Ascites fluid consistent with peritoneal carcinomatosis (PC) was most common, 150/241 (62%), followed by fluid reflecting the presence of portal hypertension (PH), 69/241 (29%). 22/241 (9%) had low SAAG and low ascites fluid total protein, with evidence of PC on cytology and or imaging in 20/22. Lung cancer was the most common malignancy in subjects with ascites due to PC at 36/150 (24%), pancreatic cancer was the most common in subjects with ascites with features of PH at 16/69 (23%). Chemotherapy or immunotherapy alone was the most common management approach. Significantly higher 5-year, 3-year and 1-year mortality rate were noted in subjects with evidence of PC on cytology/imaging versus subjects with no evidence of PC, and in subjects with liver metastasis compared to subjects without liver metastasis. Subjects with pancreatic cancer and evidence of PC on cytology/imaging had higher 1 and 5-year mortality rates compared to subjects without PC.

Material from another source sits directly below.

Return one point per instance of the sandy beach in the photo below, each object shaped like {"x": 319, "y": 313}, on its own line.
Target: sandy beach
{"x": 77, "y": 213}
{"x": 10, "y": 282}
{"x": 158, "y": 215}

Ascites in solid tumor malignancy is most commonly due to PC. We also observed ascites fluid with characteristics of PH in 29% of subjects. Higher mortality rates in subjects with peritoneal carcinomatosis and liver metastasis were noted. These findings may help inform prognosis and treatment strategies.
恶性肿瘤相关性腹水约占腹水病因的 10%。我们的目的是分析肝外恶性肿瘤合并腹水患者的腹水特征,并探讨其与临床结局的相关性。

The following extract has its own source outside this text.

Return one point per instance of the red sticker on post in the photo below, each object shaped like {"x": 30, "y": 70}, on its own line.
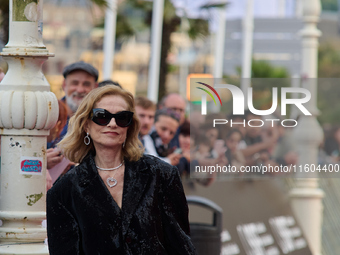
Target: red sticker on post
{"x": 31, "y": 165}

回顾性分析 2000 年 1 月 1 日至 2019 年 12 月 31 日期间收治的 241 例肝外实体瘤合并腹水患者的临床资料,其中 119 例患者无肝转移,122 例患者有肝转移。
腹水符合腹膜转移(peritoneal carcinomatosis,PC)的患者最为常见(150/241,62%),其次为反映门静脉高压(portal hypertension,PH)的腹水(69/241,29%)。22/241(9%)患者腹水的血清腹水白蛋白梯度(serum ascites albumin gradient,SAAG)较低,腹水总蛋白含量较低,细胞学和(或)影像学检查证实存在 PC,其中 20/22 例患者符合这一特征。PC 相关腹水患者中最常见的恶性肿瘤为肺癌(36/150,24%),PH 相关腹水患者中最常见的恶性肿瘤为胰腺癌(16/69,23%)。单独应用化疗或免疫治疗是最常见的治疗方法。与无 PC 患者相比,有 PC 细胞学/影像学证据的患者的 5 年、3 年和 1 年生存率显著降低,与无肝转移患者相比,有肝转移患者的生存率显著降低。有 PC 细胞学/影像学证据且患有胰腺癌的患者的 1 年和 5 年死亡率均高于无 PC 的患者。
在实体瘤恶性肿瘤患者中,腹水最常见的原因为 PC。我们还观察到 29%的患者存在 PH 相关腹水。PC 和肝转移患者的死亡率较高。这些发现可能有助于预测预后和治疗策略。